Если вы достигли понимания, вы говорите с пониманием. Понимание исходит из глубины вашего существа. Оно течет от внутреннего существа к другим. Сознание "я" течет к вам от чужих глаз. Это боязнь других. Сознание и сознание "я" прямо противоположны.
Так что, если медитация приносит вам чувство, что ваше понимание уменьшается, это просто значит, что вы за понимание принимаете сознание "я". Хорошо. Пусть будет так. Это не потеря. Это уходит болезнь.
Вскоре, когда она уйдет, ваша энергия преобразится. Та же энергия освободится от сознания своего "я". Теперь она станет доступной. Вы становитесь пробужденнее. Пробужденность — и жизнь становится благодатью. Сознание "я" — жизнь становится несчастьем. Пробужденность — и вы достигаете своего существа. Сознание "я" — вы продолжаете ждать мнений и оценки других.

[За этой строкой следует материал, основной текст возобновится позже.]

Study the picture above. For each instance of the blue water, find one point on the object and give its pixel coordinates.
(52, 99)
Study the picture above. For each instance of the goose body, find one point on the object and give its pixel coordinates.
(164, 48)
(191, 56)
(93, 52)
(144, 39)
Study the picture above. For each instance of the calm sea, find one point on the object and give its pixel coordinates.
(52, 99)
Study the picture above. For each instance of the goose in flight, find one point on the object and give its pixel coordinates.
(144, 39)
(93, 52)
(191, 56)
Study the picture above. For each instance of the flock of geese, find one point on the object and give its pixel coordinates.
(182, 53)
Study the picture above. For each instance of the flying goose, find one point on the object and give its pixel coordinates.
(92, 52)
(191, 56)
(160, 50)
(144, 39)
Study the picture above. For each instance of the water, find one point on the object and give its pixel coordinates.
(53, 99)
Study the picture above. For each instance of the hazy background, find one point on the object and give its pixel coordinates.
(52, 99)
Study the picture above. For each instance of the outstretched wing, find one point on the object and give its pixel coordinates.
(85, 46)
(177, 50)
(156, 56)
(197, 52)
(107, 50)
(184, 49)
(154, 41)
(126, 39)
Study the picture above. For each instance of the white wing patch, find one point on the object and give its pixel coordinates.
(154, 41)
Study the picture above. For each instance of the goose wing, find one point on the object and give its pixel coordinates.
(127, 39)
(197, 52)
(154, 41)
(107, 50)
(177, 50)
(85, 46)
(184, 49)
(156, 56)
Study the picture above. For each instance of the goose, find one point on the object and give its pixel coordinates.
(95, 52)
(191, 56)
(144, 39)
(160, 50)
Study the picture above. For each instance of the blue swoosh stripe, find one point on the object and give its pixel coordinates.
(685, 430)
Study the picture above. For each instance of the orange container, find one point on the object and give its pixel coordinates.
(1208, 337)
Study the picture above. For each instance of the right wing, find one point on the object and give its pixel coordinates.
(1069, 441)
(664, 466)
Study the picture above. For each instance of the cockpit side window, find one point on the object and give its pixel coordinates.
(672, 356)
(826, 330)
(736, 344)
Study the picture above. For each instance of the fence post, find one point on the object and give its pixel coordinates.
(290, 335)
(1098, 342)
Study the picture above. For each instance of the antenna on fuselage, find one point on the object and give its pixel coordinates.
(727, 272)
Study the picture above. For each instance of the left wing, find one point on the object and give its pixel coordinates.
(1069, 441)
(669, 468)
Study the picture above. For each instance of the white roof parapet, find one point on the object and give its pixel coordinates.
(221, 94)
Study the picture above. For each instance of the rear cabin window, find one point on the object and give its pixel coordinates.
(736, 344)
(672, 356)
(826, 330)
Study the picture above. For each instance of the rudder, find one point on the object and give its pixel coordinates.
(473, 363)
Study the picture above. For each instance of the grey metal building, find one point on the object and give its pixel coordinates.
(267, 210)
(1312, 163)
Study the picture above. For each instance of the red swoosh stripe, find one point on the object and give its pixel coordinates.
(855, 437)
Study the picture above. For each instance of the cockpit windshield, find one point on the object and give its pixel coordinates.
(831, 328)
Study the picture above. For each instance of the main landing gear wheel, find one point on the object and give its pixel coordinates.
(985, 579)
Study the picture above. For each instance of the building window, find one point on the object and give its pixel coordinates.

"Я" всегда боится других, потому что ему приходится зависеть от их мнений, от того, что они скажут. Если они скажут, что вы красивы, вы красивы. Если скажут, что вы хорошие и святые, вы хорошие и святые. Если говорят, что вы нехороший человек, "я" уязвлено. Оно зависит от мнения других.
Все это парадоксально: другие боятся вас, вы боитесь других. Они сознают свое "я" из-за вас, вы сознаете свое "я" из-за них. Вы способствуете болезни друг друга. В достигшем понимания нет никакого "я".
В свете знания нет пламени свечки "я", это просто свет безо всякого источника. Он движется, живет благодатью. Он не тревожится, что о нем скажут другие. Считают ли они его святым или грешником, ему все равно. Он знает, какой он есть: он есть.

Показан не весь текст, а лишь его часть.